Colonel Buhrman gave him the squint-eyed, half-smile look that told Smolst the man had an ace in the hole. They had played innumerable games of poker to pass the hours waiting for things to happen and Smolst lost a lot before he began recognizing the colonel’s “tells.” This time the ace in the hole wasn’t a card.

Smolst pressed on. “After all, the war with Russia is over. The war with Japan is all but over. And except for a few bands of rogues like Riordan’s, things have gotten pretty quiet. Yet you’re still here and in the field despite the fact that most of your people returned to California.”
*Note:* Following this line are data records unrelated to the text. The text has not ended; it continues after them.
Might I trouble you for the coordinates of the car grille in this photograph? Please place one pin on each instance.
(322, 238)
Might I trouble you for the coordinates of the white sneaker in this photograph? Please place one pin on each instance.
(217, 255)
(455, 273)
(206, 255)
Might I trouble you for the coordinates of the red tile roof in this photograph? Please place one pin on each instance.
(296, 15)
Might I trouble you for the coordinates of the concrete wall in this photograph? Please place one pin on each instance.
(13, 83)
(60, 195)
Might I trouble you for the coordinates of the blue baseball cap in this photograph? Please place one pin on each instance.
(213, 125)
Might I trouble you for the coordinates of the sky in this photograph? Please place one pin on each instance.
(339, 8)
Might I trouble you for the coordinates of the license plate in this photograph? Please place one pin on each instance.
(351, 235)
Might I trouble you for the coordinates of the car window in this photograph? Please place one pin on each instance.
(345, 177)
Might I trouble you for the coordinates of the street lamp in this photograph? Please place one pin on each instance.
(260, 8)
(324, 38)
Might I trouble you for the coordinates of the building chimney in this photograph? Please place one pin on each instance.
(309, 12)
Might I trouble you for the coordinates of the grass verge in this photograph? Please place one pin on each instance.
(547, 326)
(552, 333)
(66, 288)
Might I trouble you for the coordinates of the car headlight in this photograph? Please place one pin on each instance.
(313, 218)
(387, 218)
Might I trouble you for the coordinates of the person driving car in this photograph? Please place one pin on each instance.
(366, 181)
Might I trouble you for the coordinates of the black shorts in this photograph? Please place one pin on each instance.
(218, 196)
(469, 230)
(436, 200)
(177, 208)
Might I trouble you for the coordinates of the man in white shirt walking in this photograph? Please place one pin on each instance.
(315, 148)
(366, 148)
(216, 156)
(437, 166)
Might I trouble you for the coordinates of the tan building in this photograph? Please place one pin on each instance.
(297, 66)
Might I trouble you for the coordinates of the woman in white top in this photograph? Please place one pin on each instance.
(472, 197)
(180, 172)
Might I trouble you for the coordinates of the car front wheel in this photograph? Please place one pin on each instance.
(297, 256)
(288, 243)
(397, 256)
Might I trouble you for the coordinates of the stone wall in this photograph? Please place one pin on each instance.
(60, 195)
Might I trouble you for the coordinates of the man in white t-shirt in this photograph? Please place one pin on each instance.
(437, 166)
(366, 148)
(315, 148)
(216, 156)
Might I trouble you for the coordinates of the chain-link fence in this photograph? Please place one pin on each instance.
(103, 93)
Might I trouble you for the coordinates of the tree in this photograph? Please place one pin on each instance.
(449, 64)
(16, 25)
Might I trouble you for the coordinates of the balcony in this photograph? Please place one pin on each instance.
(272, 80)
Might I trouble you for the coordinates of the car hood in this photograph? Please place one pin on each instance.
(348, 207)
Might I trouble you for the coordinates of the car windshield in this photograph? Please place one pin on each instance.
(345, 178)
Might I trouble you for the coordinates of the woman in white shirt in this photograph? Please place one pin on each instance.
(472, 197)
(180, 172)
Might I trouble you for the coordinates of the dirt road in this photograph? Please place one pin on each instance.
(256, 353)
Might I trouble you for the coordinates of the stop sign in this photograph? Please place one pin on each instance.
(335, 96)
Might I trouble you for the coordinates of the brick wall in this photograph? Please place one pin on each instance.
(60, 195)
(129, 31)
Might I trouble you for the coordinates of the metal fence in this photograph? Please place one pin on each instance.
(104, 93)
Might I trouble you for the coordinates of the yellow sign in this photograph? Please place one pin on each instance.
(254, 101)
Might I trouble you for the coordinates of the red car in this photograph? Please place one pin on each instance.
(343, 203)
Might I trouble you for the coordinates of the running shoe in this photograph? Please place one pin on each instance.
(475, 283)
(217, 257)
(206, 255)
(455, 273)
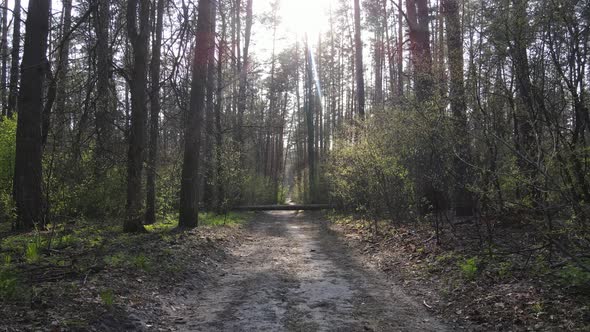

Buhrman’s grin grew under the heavy moustache.

“That’s what I like about you, Heinrich, you’re smart.”

The door flew open and a bundled figure hurriedly slammed the door behind him. After he pushed back the parka hood and pulled the scarf from around his face, Buhrman recognized First Sergeant Scally.

“My God, but it’s cold out there! I think my balls have shrunk up to my esophagus.”

“Now there’s an image I really don’t want to dwell on,” Buhrman said. “Do you have anything further to report?”

First Sergeant Scally hung up his parka, turned to the colonel, and saluted.

“Our pickets report nothing other than an incredible display of the northern lights, sir.”